Hier, dermato. Aujourd’hui, scan.
Publié dans Santé, le 30/05/2007 à 6:35, par BenoitHier, visite - remise de la semaine dernière - chez la dermatologue. J’ai eu droit à une session photo avec le photographe médical de l’hôpital de tous mes bobos: torse, dos et bras recouverts d’acnée, apparue lors de l’arrêt du traitement pour mon opération. Visage, changé depuis la première phase du traitement, un effet secondaire qui était alors non-documenté. Pieds, toujours les premiers touchés, le fameux syndrome mains-pieds.
Outre les photos, on reprend le suivi ponctuel aux deux semaines. Entretemps, c’est l’application quotidienne de crèmes et onguents. Il ne me reste plus qu’à avoir la discipline personnelle pour le faire ponctuellement au quotidien, deux fois par jour. J’ai pu constater encore une fois à quel point on joue un jeu d’équilibriste à travers une tempête de médicaments. Arriver à utiliser ce qui peut me donner la meilleure qualité de vie possible dans les circonstances, sans augmenter les risques d’attraper autre chose ou de diminuer l’effet du médicament principal - le Nexavar.
Je l’ai déjà dit et je le répète: j’aime beaucoup ma dermatologue, le Dr. Nathalie Provost. J’aime les gens qui me donne l’heure juste, qui ne me promettent pas la lune. J’aime le fait que malgré un horaire démentiel, quand je suis avec elle, j’ai toute son attention, j’ai des réponses à mes questions. Et j’ai des sourires. C’est important les sourires.
Ce matin, visite au département de radiologie. Une autre session de scans, torse et abdo-pelvien, question de voir ce qui s’est passé depuis l’arrêt du traitement, la chirurgie et la reprise du traitement. Puis, ce sera l’étape que je déteste plus que tout: l’attente.
30/05/2007 à 10:32 am
Tentez de tenir le coup.
Nous sommes internationalement avec vous.
Facile pour pour moi de dire “tenir le coup”.
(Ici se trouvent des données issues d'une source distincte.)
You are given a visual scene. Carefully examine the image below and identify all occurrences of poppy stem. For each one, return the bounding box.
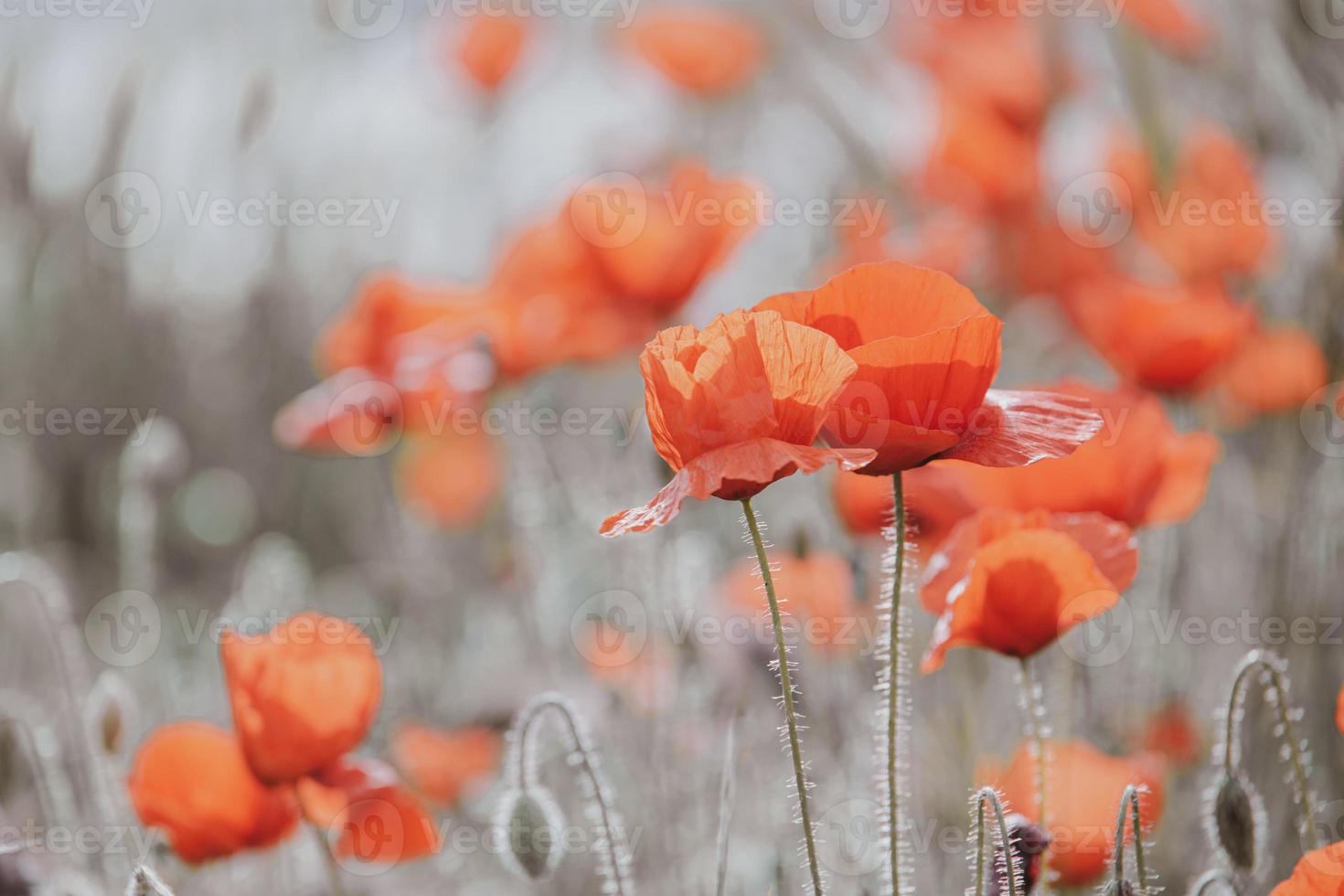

En plus de mon message, les oiseaux (ici à Clermont) sont avec vous - ils n’arrêtent pas de chanter, chaque nouvelle aurore.
Je vous suis, si vous voulez bien.
Luttez. Revenez vers la vie, en dépit de tout le reste.
Luttez. Beaucoup vous attendent. Vous nous donnez un exemple d’extrême courage.
Robert
30/05/2007 à 10:50 am
Vous écrivez “Visage changé”: et moi de même, malgré à cette date (58 ans le 5 juin) bien des cheveux gris.
Tentez de LUTTER. Revenez vers nous.
C’est facile à aligner. Mais beaucoup dépendent de vous. Dont, de façon très périphérique, mais aussi de manière extrêmement sincère, moi-même.
Très sincèrment
Robert
30/05/2007 à 3:34 pm
Merci donc au Dr Provost pour t’apporter la sincérité et l’humanité nécessaire dans ces rapports “médicaux”
L’attente, on va la vivre avec vous! Promis, juré!
31/05/2007 à 11:08 am
Robert (vous permettez que je vous appelle Robert?), merci encore une fois de vos bons mots. Et bien sûr que vous pouvez me suivre, la porte est grande ouverte et je suis généralement de disposition assez agréable.
Je vais par contre clarifier une ou deux choses, si vous me le permettez. Vous dites «Luttez. Revenez vers la vie». Je ne l’ai jamais quittée! Ce que je vis, c’est aussi la vie, pas nécessairement sous son plus beau jour, mais la vie tout de même.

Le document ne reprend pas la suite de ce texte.